People have long been wandering, be it of a restless spirit or practicality, but not all movement is the same. There is a difference between the nomadic passage of Aboriginal people and cultures in North America prior to 1492 (when Christopher Columbus first arrived at the continent) or 1534 (when Jacques Cartier first claimed what is now Canada for France), and the importation of European people and cultures thereafter. The fact is both obvious and, to me, difficult to parse. With many of their own conquering histories, the Colonial-era colonization of North America was not the first time certain Aboriginal populations had been displaced or slaughtered.
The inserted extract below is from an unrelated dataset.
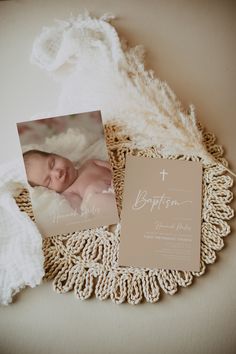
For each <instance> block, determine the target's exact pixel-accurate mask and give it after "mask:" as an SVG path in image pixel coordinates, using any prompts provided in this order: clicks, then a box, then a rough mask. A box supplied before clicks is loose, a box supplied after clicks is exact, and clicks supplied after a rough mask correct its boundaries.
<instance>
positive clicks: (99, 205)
mask: <svg viewBox="0 0 236 354" xmlns="http://www.w3.org/2000/svg"><path fill="white" fill-rule="evenodd" d="M99 126H100V125H96V124H94V125H93V130H95V134H94V131H91V129H90V131H88V129H87V128H86V129H84V130H83V129H81V127H82V125H81V126H80V129H79V128H73V129H70V128H69V129H68V130H67V131H66V132H64V133H60V134H57V135H53V136H51V137H48V138H46V139H45V140H44V141H43V142H41V144H30V145H29V144H26V145H24V146H23V151H24V154H23V156H24V162H25V167H26V174H27V178H28V181H29V184H30V185H31V187H32V188H30V189H31V190H30V192H31V193H30V194H31V199H32V204H33V211H34V214H35V216H37V224H38V226H39V230H40V231H41V233H42V235H43V236H46V234H47V233H46V232H45V230H51V228H52V222H54V221H55V218H57V217H58V215H59V216H63V215H75V212H76V214H77V215H78V217H77V220H78V221H80V220H81V222H83V221H84V220H85V219H86V218H88V217H94V216H95V214H97V212H99V211H100V210H101V211H102V212H103V213H104V214H106V212H107V213H108V211H109V212H110V211H111V210H114V208H116V200H115V194H114V190H113V186H112V172H111V165H110V163H108V162H107V161H108V154H107V147H106V144H105V140H104V135H103V132H99V129H98V128H99ZM90 127H91V124H90ZM72 161H73V162H72ZM53 220H54V221H53ZM40 225H42V226H43V227H41V228H40ZM51 234H52V233H51Z"/></svg>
I am not exactly sure of this history, but to recognize this land of Toronto as belonging to the Mississaugas of New Credit is to pick a certain moment in time as a marker: there are histories that precede this claim. So what makes Colonial-era colonization different?
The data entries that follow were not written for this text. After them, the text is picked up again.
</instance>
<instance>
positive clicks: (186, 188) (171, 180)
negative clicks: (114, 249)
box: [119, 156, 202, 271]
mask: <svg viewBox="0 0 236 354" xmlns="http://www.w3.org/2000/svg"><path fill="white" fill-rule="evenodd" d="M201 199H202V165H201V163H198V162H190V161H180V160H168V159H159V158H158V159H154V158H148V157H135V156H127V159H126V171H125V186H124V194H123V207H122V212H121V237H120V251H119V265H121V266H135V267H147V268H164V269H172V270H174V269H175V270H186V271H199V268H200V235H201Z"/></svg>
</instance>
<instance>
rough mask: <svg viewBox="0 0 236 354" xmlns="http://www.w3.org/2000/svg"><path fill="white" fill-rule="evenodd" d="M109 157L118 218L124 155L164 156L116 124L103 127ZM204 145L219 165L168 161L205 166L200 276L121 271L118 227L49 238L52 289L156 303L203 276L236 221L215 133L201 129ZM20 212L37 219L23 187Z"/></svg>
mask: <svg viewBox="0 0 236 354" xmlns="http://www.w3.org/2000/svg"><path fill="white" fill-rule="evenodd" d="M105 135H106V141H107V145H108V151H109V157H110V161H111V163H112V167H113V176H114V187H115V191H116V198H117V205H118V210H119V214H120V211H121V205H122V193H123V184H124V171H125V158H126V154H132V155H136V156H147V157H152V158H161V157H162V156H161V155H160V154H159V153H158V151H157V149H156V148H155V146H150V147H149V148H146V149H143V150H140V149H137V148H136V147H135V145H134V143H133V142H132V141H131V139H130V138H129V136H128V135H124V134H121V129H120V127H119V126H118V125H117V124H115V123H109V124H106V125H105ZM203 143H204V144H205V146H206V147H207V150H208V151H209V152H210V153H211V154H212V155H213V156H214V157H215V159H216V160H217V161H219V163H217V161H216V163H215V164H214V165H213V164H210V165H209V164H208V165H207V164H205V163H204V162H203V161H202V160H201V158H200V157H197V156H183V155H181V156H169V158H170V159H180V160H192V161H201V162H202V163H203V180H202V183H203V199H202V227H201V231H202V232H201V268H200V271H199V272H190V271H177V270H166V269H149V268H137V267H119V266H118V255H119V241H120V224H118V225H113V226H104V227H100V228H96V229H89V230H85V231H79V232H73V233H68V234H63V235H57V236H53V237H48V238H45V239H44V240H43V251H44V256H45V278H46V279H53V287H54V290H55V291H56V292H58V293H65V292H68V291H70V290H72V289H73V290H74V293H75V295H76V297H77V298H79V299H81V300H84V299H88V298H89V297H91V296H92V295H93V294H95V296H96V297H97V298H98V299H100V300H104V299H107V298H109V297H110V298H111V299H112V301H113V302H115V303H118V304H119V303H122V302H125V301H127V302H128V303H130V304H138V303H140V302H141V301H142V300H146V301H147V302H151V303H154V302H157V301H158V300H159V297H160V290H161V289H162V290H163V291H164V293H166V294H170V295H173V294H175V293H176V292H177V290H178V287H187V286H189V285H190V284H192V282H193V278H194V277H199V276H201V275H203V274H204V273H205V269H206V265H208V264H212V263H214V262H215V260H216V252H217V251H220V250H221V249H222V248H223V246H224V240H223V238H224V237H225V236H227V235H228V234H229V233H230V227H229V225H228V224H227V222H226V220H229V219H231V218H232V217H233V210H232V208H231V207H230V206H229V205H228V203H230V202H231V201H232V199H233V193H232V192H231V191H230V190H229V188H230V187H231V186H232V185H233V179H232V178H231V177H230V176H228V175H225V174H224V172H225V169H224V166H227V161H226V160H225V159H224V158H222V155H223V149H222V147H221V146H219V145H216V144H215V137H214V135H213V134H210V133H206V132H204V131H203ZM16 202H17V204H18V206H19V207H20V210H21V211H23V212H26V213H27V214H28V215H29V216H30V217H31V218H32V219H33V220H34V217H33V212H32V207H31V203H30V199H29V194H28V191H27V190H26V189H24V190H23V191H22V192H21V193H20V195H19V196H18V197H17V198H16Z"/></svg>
Robert Bringhurst, a noted typographer, linguist, translator and poet, articulates some patterns of movement in his The Tree of Meaning, which I think are helpful in trying to clarify the discrepancies between pre- and post-Columbian migrations of people in North America. However, Bringhurst is speaking specifically about the space between migration and colonization; the analogy is helpful but imperfect.
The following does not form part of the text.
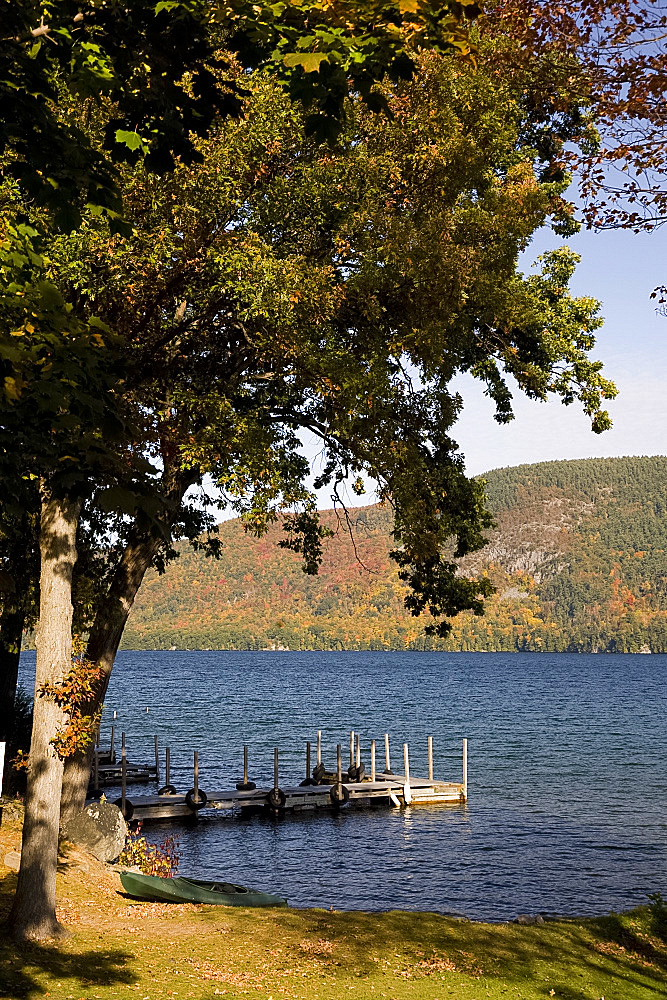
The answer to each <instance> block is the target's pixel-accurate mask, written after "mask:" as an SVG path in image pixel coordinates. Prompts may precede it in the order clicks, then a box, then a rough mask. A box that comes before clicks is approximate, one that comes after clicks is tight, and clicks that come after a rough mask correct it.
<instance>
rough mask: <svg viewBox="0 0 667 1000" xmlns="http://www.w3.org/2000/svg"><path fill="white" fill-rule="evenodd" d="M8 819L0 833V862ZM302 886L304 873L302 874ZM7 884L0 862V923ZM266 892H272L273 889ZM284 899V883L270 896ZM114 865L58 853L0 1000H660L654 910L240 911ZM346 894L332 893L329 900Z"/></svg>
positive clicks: (1, 947) (10, 970) (664, 939)
mask: <svg viewBox="0 0 667 1000" xmlns="http://www.w3.org/2000/svg"><path fill="white" fill-rule="evenodd" d="M19 844H20V815H19V814H18V813H15V814H14V815H8V814H7V811H6V813H5V819H4V821H3V824H2V826H1V827H0V861H2V860H4V858H5V856H6V855H7V853H8V852H9V851H12V850H15V849H16V848H17V847H18V845H19ZM314 877H315V876H314ZM15 885H16V874H15V873H14V872H13V871H12V870H11V869H10V868H8V867H7V866H6V865H4V864H0V907H1V913H2V917H3V918H4V917H5V916H6V914H7V912H8V910H9V905H10V901H11V896H12V893H13V890H14V887H15ZM273 888H277V887H273ZM280 888H281V891H282V890H286V892H287V895H288V896H289V887H285V886H282V887H280ZM121 893H122V889H121V886H120V880H119V878H118V868H117V866H116V867H114V866H111V865H103V864H101V863H100V862H98V861H96V860H95V859H94V858H92V857H91V856H90V855H87V854H84V853H83V852H81V851H79V850H78V849H75V848H73V847H71V846H69V845H63V853H62V857H61V861H60V866H59V875H58V909H59V918H60V919H61V920H62V921H63V923H64V924H65V925H66V926H67V928H68V930H69V932H70V933H69V935H68V937H67V938H66V939H65V940H64V941H63V942H59V943H58V945H57V946H56V945H52V944H44V945H40V946H37V945H35V946H29V947H26V948H23V949H20V950H17V949H16V948H15V947H14V946H13V945H11V944H10V943H9V941H8V939H7V936H6V935H1V936H0V996H4V997H11V998H12V1000H24V998H26V1000H32V998H37V997H42V996H48V997H50V998H52V1000H111V998H116V997H122V998H124V997H131V996H133V997H141V998H143V1000H155V998H162V997H178V998H195V1000H212V998H213V997H217V996H224V997H226V998H228V1000H233V998H251V1000H252V998H262V1000H270V998H271V997H273V998H274V1000H278V998H279V997H284V998H290V1000H334V998H339V997H343V996H351V997H357V998H363V1000H366V998H371V997H373V998H375V997H378V998H383V997H384V998H387V1000H389V998H392V1000H444V998H453V1000H487V998H490V1000H501V998H503V1000H508V998H517V1000H519V998H520V1000H542V998H545V997H555V998H558V997H560V998H563V1000H601V998H602V997H604V998H605V1000H649V998H651V1000H655V998H656V997H659V996H665V995H667V985H666V984H667V934H666V932H665V930H666V928H665V920H664V910H665V904H664V902H663V901H662V900H660V899H659V898H655V899H654V900H653V902H652V903H651V905H650V906H647V907H642V908H640V909H637V910H634V911H632V912H631V913H626V914H621V915H618V914H612V915H610V916H606V917H599V918H595V919H587V920H562V921H553V922H551V921H549V922H546V923H544V924H537V925H528V926H525V925H519V924H483V923H474V922H470V921H466V920H459V919H454V918H450V917H443V916H439V915H438V914H433V913H406V912H399V911H392V912H388V913H360V912H344V911H326V910H244V909H231V908H227V907H204V906H193V905H174V904H160V903H141V902H138V901H133V900H130V899H128V898H127V897H125V896H124V895H122V894H121ZM344 894H345V887H344V886H341V900H343V899H344Z"/></svg>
The difference is between “those who think they belong to the world and those who think the world belongs to them” (40). The difference is that “the first kind of movement [migration] encourages learning, alertness, adaptation, and it generally allows the king of time that this adaptation requires. The second kind of movement [colonization] is abrupt. It involves the imposition of remembered patterns, or idealized versions of remembered patterns, even where they will not fit” (20).